Zach Bjornson — GeistHaus

Fast, accurate summation of floating-point numbers

Aug 11, 2019

Let's say you need to sum a large array of floating-point numbers, maybe because you're calculating the arithmetic mean or variance. This post shows how to do so accurately and quickly.

Here's what the accuracy-naïve, performance-naïve implementation looks like (Godbolt):

Improving Accuracy

When summing floating-point numbers, we need to consider the following:

Overflow Adding two numbers that have the value FLT_MAX (maximum value of float, ~3.4e38) using a single-precision float accumulator will obviously overflow. To work around this, we can simply use a double-precision accumulator and be able to safely sum DBL_MAX ÷ FLT_MAX ≈ 1.8e308 ÷ 3.4e38 ≈ 5.2e269 floats. That's a lot—more than the max uint64_t.

(If you're summing a huge number of huge double-precision numbers, using long double is sometimes a possibility. On x86 that usually uses the legacy 80-bit x87 float-point unit, which is incapable of SIMD operations and has half the throughput of the SSE FPU on recent Intel and AMD CPUs.)

Floating-point error Adding two numbers of very different magnitude causes loss of significant digits. Using a double-precision accumulator helps, but we can also use compensated summation to limit the error to be essentially independent of the number of values we're adding.
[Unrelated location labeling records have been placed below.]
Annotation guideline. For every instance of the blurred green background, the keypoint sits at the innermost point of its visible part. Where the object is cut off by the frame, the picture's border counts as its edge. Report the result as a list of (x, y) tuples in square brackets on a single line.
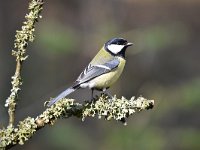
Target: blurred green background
[(162, 65)]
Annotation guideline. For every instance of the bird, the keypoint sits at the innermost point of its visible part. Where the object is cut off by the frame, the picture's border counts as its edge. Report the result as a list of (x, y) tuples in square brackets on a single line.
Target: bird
[(104, 69)]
Kahan summation is the most famous algorithm; it's simple and effective. Neumaier's improved version ("Kahan-Babuška Algorithm") is correct in some cases where Kahan is not, but is significantly slower. Pairwise summation is also popular and requires the fewest operations, but has somewhat worse error and needs to be implemented with careful concern for data locality (cache-awareness).

Here's a (more) accurate implementation that uses Kahan summation (Godbolt):

Improving Speed

We want to sum the numbers quickly. Here's what we'll do:

Break the loop-carried dependency. Modern CPUs can start a new operation before the previous one completes. This is called instruction pipelining. On Intel's Skylake architecture, two additions can be started per cycle ("throughput") despite taking four cycles to complete ("latency"). The equivalent numbers for AMD's Ryzen are one and three.

For this to happen, the second operation must not depend on the first operation's result. In the performance-naïve code above, each loop iteration depends on the previous iteration's result (there's a "loop-carried dependency"). By using multiple accumulators in the main loop that we sum together later, we break this dependency chain. The benefits of this are visible in scalar and SIMD code (below), and even in a JavaScript implementation run in v8. Notice though that it has minimal effect on Neumaier's algorithm because it requires so many more operations that there is minimal room for pipelining of loop iterations.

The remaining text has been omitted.